The Single Most Prevalent Misinterpretation of Bayes’ Rule

December 20 - 2018

We thank Alexander Ly for constructive comments on an earlier draft of this post.

Bayes’ rule tells us how to learn from experience, that is, by updating our knowledge about the world using relative predictive performance: hypotheses that predicted the data relatively well receive a boost in credibility, whereas hypotheses that predicted the data relatively poorly suffer a decline (e.g., Wagenmakers et al., 2016). This predictive updating principle holds for propositions, hypotheses, models, and parameters: every time, our uncertainty is updated using the same mathematical operation. Take for instance the learning process involving just two models, $\mathcal{M}$ ₁ and $\mathcal{M}$ ₂ (but note that these may equally well refer to parameter values, say $\theta$ ₁ and $\theta$ ₂, within a single model). The odds form of Bayes’ rule yields

$\underbrace{ \frac{p(\mathcal{M}_1 \mid \text{data})}{p(\mathcal{M}_2 \mid \text{data})}}_{\substack{\text{Posterior uncertainty}\\ \text{about the world}} } = \underbrace{ \frac{p(\mathcal{M}_1)}{p(\mathcal{M}_2)}}_{\substack{\text{Prior uncertainty}\\ \text{about the world}} } \times \,\,\,\,\,\,\, \underbrace{ \frac{p(\text{data} \mid \mathcal{M}_1)}{p(\text{data} \mid \mathcal{M}_2)}}_{\substack{\text{Predictive}\\ \text{updating factor} } }.$

This equation shows that the change from prior odds to posterior odds is brought about by a predictive updating factor that, for model selection, is widely known as the Bayes factor (e.g., Etz & Wagenmakers, 2017) So we have prior knowledge, we use it to make predictions, and the adequacy of these predictions drives an optimal, cyclical learning process that is visualized in the figure below:

Bayesian learning can be conceptualized as a cyclical process of updating knowledge in response to prediction errors. The prediction step is deductive, and the updating step is inductive. For a detailed account see Chapters XI and XII in Jevons (1874/1913).

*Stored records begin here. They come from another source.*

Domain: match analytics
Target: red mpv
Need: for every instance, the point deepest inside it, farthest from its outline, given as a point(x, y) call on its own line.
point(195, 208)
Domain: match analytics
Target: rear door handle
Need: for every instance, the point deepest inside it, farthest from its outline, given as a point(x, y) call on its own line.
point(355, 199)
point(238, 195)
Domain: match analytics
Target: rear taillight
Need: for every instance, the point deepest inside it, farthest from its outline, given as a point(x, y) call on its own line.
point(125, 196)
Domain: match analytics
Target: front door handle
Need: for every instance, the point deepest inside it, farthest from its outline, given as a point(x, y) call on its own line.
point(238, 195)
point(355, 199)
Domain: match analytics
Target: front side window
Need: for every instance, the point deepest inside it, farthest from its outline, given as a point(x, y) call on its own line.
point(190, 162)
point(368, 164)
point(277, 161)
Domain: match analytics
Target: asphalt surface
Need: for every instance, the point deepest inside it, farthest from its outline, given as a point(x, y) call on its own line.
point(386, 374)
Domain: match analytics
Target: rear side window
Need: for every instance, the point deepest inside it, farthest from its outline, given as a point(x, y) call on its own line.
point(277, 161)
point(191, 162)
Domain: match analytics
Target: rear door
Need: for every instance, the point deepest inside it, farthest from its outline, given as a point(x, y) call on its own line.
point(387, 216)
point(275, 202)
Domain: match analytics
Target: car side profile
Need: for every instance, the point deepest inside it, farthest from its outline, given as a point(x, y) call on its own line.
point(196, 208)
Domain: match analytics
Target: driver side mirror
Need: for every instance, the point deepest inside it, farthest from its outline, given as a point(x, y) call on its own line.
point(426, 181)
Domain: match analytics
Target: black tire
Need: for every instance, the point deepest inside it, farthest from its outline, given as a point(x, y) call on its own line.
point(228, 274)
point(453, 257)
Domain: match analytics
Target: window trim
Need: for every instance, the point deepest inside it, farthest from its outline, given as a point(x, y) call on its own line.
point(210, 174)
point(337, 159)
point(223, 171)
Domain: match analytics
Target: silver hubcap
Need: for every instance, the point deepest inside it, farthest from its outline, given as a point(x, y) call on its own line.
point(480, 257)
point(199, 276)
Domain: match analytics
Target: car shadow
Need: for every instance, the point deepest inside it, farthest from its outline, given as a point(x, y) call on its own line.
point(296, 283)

Intuitive and elegant, the Bayesian formalism does not seem to leave much room for grotesque misinterpretation concerning, for instance, hypothetical data sets with imaginary results that depend on intentions accessible only to the experimenter at the time of data collection (e.g., Berger & Wolpert, 1988). We present the algorithm again, in words:

$\substack{\text{\normalsize{Present uncertainty}}\\ \text{\normalsize{about the world}}} \, = \, \substack{\text{\normalsize{Past uncertainty}}\\ \text{\normalsize{about the world}}} \,\,\, \times \,\, \substack{\text{\normalsize{Predictive}}\\ \text{\normalsize{updating factor}}}$

The most common misinterpretation is to confuse the predictive updating factor, that is, the evidence, with the end result — the present uncertainty. If $\mathcal{M}$ ₁ predicted the data five times better than $\mathcal{M}$ ₂, this emphatically does not mean that $\mathcal{M}$ ₁ is now five times more plausible than $\mathcal{M}$ ₂. That interpretation is valid only when the two models were equally plausible a priori (i.e., the prior odds are 1). This may seem like an inconsequential mistake to make, but it is fundamental. What the predictive updating factor or Bayes factor tells us is the degree to which the data should shift our opinion; it is the evidence that is provided by the data. But our final opinion may be very different from the evidence. A few brief examples follow:

Example 1: The Data Provide No Evidence At All

Billy Bob, a history undergrad, needs to write a report on whether the 1969 Apollo 11 moon landing was real news ( $\mathcal{M}$ ₁; a hypothesis that Billy Bob deems highly plausible a priori) or fake news ( $\mathcal{M}$ ₂; a hypothesis that Billy Bob deems highly implausible a priori). Instead of preparing in earnest, Billy Bob spends all his time playing Mario Kart 8 Deluxe with his friends. Billy Bob’s Mario Kart scores are equally likely under $\mathcal{M}$ ₁ and $\mathcal{M}$ ₂, and hence the predictive updating factor is 1: we have not learned anything and the data can be said to be predictively irrelevant. But it would be a grave and obvious mistake to conclude from Billy Bob’s scores that we have learned that, since the Bayes factor is 1, $\mathcal{M}$ ₁ and $\mathcal{M}$ ₂ are now equally plausible. The next example features data that are predictively relevant.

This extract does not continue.